The Asian Age.  | Bhaskar Hari Sharma

Metros, Delhi

The students alleged that over 10 students, including the visually and physically challenged, were injured due to the “brutality” of police personnel.

Jawaharlal Nehru University students try to get past police barricades during a protest march towards Parliament in New Delhi on Monday. (Photo: PTI)

NEW DELHI: Around 100 students of JNU including the students’ union president and other office-bearers were detained and some were injured when the Delhi Police allegedly lathicharged and stopped them at many places as hundreds of protesters marched towards the Parliament on the first day of the Winter Session on Monday demanding a total rollback of the hostel fee hike.

The students alleged that over 10 students, including the visually and physically challenged, were injured due to the “brutality” of police personnel.

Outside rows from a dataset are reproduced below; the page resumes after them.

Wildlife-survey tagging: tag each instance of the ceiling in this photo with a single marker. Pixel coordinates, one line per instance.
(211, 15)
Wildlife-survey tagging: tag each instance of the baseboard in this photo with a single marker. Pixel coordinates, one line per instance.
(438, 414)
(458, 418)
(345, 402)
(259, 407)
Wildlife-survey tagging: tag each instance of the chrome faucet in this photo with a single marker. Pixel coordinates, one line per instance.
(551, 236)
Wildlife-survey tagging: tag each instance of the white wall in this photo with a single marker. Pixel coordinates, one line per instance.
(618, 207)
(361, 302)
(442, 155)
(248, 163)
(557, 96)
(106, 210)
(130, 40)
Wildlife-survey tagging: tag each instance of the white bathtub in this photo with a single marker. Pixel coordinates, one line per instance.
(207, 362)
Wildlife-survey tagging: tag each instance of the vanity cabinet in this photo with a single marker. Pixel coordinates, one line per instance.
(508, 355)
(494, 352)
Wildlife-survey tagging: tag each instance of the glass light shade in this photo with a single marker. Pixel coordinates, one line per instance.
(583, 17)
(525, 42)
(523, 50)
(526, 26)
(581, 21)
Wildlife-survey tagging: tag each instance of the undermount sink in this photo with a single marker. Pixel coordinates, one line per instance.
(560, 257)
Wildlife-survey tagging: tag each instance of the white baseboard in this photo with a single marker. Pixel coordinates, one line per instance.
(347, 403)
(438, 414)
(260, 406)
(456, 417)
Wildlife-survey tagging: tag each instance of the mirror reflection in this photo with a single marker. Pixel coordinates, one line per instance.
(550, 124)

The students, who were holding a protest on the university’s premises for the past three weeks, hit the streets carrying placards and chanting slogans, seeking to get the attention of the Parliament about their demand. They asserted that they will not relent until the government withdrew the fee hike.

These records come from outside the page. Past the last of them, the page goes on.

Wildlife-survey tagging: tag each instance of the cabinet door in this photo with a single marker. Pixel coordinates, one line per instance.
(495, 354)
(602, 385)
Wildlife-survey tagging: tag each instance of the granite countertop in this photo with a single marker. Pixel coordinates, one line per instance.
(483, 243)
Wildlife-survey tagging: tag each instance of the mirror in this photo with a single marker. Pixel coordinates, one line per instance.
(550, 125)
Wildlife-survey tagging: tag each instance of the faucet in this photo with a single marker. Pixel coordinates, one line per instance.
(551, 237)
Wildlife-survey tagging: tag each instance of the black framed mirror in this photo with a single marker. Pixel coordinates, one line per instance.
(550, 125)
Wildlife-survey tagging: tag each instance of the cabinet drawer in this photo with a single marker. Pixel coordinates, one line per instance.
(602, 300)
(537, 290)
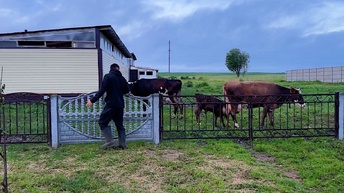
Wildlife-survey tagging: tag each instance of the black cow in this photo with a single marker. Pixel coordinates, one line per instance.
(171, 88)
(211, 104)
(259, 94)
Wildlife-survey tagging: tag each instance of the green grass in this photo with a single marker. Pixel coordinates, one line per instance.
(272, 165)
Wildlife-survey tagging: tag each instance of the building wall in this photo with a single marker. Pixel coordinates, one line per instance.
(49, 70)
(108, 60)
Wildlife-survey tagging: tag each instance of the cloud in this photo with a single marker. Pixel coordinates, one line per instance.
(326, 19)
(177, 10)
(132, 30)
(316, 19)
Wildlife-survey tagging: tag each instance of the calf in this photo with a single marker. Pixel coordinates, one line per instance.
(211, 104)
(268, 95)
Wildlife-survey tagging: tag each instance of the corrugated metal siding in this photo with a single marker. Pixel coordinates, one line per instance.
(50, 70)
(108, 60)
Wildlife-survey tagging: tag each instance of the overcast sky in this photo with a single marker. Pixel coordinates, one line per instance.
(278, 35)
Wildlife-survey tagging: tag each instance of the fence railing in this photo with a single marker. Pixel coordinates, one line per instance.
(318, 119)
(330, 74)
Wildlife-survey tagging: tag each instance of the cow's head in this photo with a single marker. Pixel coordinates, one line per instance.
(163, 91)
(297, 97)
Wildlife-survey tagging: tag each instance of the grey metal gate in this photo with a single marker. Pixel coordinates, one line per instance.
(73, 122)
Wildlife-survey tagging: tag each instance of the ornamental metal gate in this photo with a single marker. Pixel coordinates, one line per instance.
(73, 122)
(320, 118)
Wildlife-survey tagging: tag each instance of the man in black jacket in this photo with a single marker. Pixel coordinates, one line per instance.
(115, 86)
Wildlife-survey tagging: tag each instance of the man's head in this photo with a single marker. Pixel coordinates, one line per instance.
(114, 66)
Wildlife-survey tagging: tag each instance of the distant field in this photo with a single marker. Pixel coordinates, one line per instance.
(211, 83)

The protesting students sat on the road outside Safdurjung Tomb demanding the release of those detained and a meeting with officials of the HRD ministry. The top brass of Delhi Police tried to initiate a dialogue with them and urged them to not take law into their hands.

“The protest ended at around 7:30 pm and the protesting students returned peacefully and now the situation is normal,” said Jt. CP (Southern range) Devesh Chandra Srivastava.

Traffic was affected in some parts of Lutyens’ Delhi as the students marched towards Parliament. The police resorted to “lathicharge” to disperse them in which several students sustained injuries.

JNUSU president Aishe Gosh said they took out a peaceful march from JNU. “The police thought they would detain two office-bearers and the movement would end, but every student is a leader. We are all fighting together. The Delhi Police is upset. Till the time there is not a complete rollback of the hike and of the IHA manual, we will continue our agitation.” She also asked why male police personnel were detaining women students.

Section-144 was imposed outside the JNU campus on Monday morning ahead of the protest. Around 800 Delhi Police personnels and 10 companies of Central Armed Police Force (CAPF) were deployed. Further the students were stopped on Baba Ganganath Marg, around 600 metres from the main gate of the university.

“After protracted persuasive tactics and the general approach of physical containment by Delhi Police, the students mostly seemed convinced, but a group of them suddenly broke away and somehow managed to proceed towards the New Delhi area through the Aurobindo Marg. They were effectively stopped and contained at Safdarjung Tomb. However, some agitated groups still attempted to forcibly break the barricades again, and had to be pushed back by the police. Around 100 students were detained for showing aggressive defiance to the directions of the police,” Delhi Police PRO said.

"The Delhi Police staff acted with restraint all along and despite continued defiance by some groups of students, methods of persuasion were resorted to, and there was no use of water cannons, tear gas shells or lathicharge at any stage of the protest,” the police official said.

Following the students’ protest, the HRD ministry appointed a three-member committee to recommend ways to restore normal functioning of JNU. The panel includes former UGC chairman V.S. Chauhan, AICTE chairman Anil Sahasrabudhe and UGC secretary Rajnish Jain.

Delhi Metro on Monday closed entry and exit points of three stations near Parliament for few hours due to the ongoing JNU protest.